If you watch hoarding shows, take a look at how many of those people have some disability besides hoarding. More and more each day, as I “unhoard” I realize how my hoarding made my disabilities so much worse. Each day I become a little closer to being able to deal with life in general. Each day I feel a little bit less disabled.
The shows usually mention some trauma that started the hoarding, but it goes beyond that. In my case I’ve been a hoarder practically from birth. I knew nothing else. I was never a healthy child, never fit in, usually picked last for anything physical. No matter that there was a reason, the main message was “Not good enough”.
Sometimes the trigger is the death of someone or the end of a relationship. But when as the result of physical trauma we physically can’t take care of ourselves it adds to the burden of guilt. I kept seeing other disabled people who seemed to have a much better take on their life. The blind friend who dumped sharp knives into the dishpan with the rest of the dishes and never cut herself. The deaf boyfriend who had been around the world, to places I could only imagine. A wheelchair bound friend whose house was always neat. All seemed to cope better than I did.
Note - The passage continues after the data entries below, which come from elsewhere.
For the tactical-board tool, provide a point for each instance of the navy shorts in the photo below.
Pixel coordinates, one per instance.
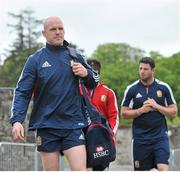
(52, 140)
(147, 155)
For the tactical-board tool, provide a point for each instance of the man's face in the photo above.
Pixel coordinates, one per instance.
(146, 73)
(54, 31)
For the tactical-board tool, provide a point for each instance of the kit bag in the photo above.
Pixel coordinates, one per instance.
(100, 143)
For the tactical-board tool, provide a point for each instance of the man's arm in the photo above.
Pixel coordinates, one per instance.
(129, 113)
(23, 92)
(82, 69)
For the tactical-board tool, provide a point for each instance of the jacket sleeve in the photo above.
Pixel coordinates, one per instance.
(92, 78)
(113, 113)
(23, 92)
What we don’t see is the times they fell down, the helping friends and family, the caregiver in the background. Not all of us have a support system of any kind. When I asked people how they managed to cope so well, most of them were shocked. They didn’t see themselves as particularly successful or accomplished. Now add in a disability that keeps you self-isolated, a terrible fear that you must keep hidden at all costs. Any disability isolates you to some extent as it is. We are just beginning to understand. One reason I am so open about my hoarding is that I hope that in a small way we can come to understand and help each other.
I try to do my best not to be ashamed of my cluttered apartment as I know I am on the road to recovery. I focus on my achievements more than my disasters. I know my brain will happily conjure up every stupid thing, every mistake, every misunderstanding the moment I relax my guard. There is no danger of my forgetting. That relentless “reminding” my self conscious does has a life time of practice. I was taught if you blew your own horn, even a little, you were selfish, uncaring and egotistical. Every time I thought I might actually be good at something I felt guilty. When if finally started to emerge that there were physical reasons for my failures, I even felt guilty about that.
Other people’s perceptions didn’t help. “Get over it.” “You’re just buying into being sick.” “You’re just lazy.” All of these comments probably sound familiar to you. People who would never tell a person with a broken leg to just knock the cast off and run a mile feel they somehow have the right to judge someone with a less obvious condition. Well, they don’t. Some are just being jerks. Some are well meaning. You can’t stop them from commenting, but you can just “not buy into” THEIR judgments. Each and every person has something they aren’t good at. Each and every person has something they wish to keep hidden.
The point is, you are not alone. This is a recognized condition that is only now being discovered and studied. Those of us who have it need to give each other support and understanding and hopefully help others to find a way to accept themselves. Please feel free to comment. I’m not a therapist, just a hoarder in recovery. But maybe together we can find a way to deal with our disabilities and give encouragement to each other.